Untuk hacker Cina, jaksa federal menyebut mereka telah meretas lebih dari 100 perusahaan di Amerika dan luar negeri. Perusahaan-perusahaan yang mereka sasar meliputi pengembang piranti lunak, media sosial, manufaktur komputer, pengembang game, hingga organisasi aktivis di Hong Kong. Adapun Amerika menyakini Pemerintah Cina terlibat dalam kapasitas tertentu.
"Kami menyakini bahwa otoritas Cina, paling tidak, bisa mengikuti langkah kami untuk menegakkan hukum terhadap para peretas. Namun, mereka memilih untuk tidak melakukannya," ujar Deputi Jaksa Agung Jeffrey Rosen, dikutip dari kantor berita Reuters, Kamis, 17 September 2020.
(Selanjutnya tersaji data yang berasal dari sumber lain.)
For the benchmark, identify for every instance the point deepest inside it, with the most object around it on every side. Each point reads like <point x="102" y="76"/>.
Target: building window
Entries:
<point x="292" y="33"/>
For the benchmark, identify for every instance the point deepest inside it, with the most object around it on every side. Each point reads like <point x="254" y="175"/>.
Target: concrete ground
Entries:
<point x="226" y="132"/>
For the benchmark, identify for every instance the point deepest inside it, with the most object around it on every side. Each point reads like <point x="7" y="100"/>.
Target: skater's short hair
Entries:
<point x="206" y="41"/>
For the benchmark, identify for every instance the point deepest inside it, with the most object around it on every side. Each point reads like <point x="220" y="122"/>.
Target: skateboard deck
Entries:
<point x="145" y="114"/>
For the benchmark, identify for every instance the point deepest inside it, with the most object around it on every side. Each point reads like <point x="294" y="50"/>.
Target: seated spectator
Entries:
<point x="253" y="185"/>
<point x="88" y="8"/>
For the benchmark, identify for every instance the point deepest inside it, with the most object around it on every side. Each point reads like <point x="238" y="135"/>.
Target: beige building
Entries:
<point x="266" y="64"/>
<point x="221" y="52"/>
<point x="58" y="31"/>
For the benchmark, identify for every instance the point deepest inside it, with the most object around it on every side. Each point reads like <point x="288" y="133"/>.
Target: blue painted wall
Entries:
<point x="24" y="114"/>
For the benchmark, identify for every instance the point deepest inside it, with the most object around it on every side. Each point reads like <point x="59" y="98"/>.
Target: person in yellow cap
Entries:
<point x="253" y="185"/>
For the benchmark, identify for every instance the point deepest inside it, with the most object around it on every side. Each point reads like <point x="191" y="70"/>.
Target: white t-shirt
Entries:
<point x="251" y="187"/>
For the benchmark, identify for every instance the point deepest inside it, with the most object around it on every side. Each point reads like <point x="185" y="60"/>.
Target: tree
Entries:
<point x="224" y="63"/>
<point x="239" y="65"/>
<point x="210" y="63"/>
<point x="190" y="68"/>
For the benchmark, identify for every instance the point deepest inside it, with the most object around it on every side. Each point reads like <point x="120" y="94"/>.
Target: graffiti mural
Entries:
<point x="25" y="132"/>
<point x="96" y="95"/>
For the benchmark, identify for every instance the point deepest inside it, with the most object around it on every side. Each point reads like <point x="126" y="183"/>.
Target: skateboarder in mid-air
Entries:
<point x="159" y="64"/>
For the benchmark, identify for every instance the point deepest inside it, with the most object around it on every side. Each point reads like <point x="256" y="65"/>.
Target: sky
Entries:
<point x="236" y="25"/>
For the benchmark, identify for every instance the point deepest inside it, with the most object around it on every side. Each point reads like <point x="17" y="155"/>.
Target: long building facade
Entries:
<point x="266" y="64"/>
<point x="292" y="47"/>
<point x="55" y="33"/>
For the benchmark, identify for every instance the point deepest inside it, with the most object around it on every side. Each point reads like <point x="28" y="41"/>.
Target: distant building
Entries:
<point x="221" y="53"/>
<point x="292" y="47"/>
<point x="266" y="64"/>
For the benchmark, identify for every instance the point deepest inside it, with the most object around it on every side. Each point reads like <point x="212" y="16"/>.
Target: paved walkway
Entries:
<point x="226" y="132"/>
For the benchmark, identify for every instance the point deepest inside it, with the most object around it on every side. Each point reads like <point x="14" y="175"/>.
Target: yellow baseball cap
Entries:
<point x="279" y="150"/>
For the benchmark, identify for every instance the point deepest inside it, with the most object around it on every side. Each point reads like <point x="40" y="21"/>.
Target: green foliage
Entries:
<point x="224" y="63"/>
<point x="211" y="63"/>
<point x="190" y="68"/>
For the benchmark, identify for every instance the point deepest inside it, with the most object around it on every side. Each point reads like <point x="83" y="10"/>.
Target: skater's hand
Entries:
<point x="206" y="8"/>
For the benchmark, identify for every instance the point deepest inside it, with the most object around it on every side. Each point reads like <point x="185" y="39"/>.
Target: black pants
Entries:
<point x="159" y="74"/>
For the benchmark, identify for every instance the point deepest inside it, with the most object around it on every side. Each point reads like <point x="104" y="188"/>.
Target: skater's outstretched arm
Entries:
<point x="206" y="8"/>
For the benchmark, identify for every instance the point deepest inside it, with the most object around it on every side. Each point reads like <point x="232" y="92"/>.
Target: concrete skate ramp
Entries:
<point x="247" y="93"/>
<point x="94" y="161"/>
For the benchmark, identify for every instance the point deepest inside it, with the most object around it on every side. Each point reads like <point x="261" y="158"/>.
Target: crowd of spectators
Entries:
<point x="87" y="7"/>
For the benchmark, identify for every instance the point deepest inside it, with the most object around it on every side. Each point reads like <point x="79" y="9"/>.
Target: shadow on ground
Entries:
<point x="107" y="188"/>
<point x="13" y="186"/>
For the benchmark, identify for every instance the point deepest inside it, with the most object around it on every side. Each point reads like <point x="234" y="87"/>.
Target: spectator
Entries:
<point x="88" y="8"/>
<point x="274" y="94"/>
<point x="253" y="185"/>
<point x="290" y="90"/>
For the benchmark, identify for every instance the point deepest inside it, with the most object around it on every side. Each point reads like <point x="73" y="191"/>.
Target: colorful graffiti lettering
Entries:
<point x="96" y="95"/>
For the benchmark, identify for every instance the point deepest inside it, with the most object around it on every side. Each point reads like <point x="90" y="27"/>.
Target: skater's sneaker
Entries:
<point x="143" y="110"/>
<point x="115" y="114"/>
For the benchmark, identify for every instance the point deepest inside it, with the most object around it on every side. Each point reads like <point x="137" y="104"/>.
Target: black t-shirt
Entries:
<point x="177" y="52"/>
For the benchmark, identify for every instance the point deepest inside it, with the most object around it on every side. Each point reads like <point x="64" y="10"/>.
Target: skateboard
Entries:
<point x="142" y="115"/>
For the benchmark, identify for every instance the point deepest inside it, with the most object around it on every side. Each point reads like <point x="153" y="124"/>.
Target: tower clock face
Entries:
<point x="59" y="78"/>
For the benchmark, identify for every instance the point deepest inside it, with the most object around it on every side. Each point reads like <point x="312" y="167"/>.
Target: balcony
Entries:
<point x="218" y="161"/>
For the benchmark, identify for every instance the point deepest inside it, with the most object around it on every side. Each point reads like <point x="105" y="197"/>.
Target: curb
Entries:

Rosen melanjutkan, keyakinan tersebut berasal dari hasil pemeriksaan kelima hacker Cina. Salah satu di antaranya menyombongkan koneksi yang ia miliki dengan Kementerian Keamanan Negara Cina. Dengan koneksi itu, tersangka yakin dirinya akan dilindungi jika hal-hal tak diinginkan terjadi.
Kedutaan Besar Cina di Amerika belum menanggapi klaim terkait. Adapun pemerintah negeri tirai bambu tersebut sudah beberapa kali membantah melindungi ataupun menyokong para hacker Cina walaupun ada banyak kasus yang berkaitan dengan mereka.
"Tidak ada yang namanya negara bertanggungjawab apabila melindungi penjahat siber dengan korban di seluruh penjuru dunia," ujar Rosen.
Terkait dua tersangka asal Malaysia, mereka diperkarakan karena bersekongkol dengan dua peretas asal Cina. Mereka dikatakan mendapat keuntungan dari peretasan pengembang game yang berada di Amerika, Prancis, Jepang, Singapura, dan Korea Selatan.
Keduanya, yang bernama Wong Ong Hua dan Ling Yang Ching, beroperasi atas nama perusahaan SEA Gamer Mall. Perusahaan terkait belum memberikan tanggapan ketika diminta.
Barang bukti yang berhasil dikumpulkan Amerika meliputi ratusan akun, server, nama domain, serta situs yang digunakan hacker untuk mencuri data dari target peretas. Dikutip dari Reuters, Pemerintah Amerika bekerja dengan Microsoft untuk memastikan insiden serupa tak terulang.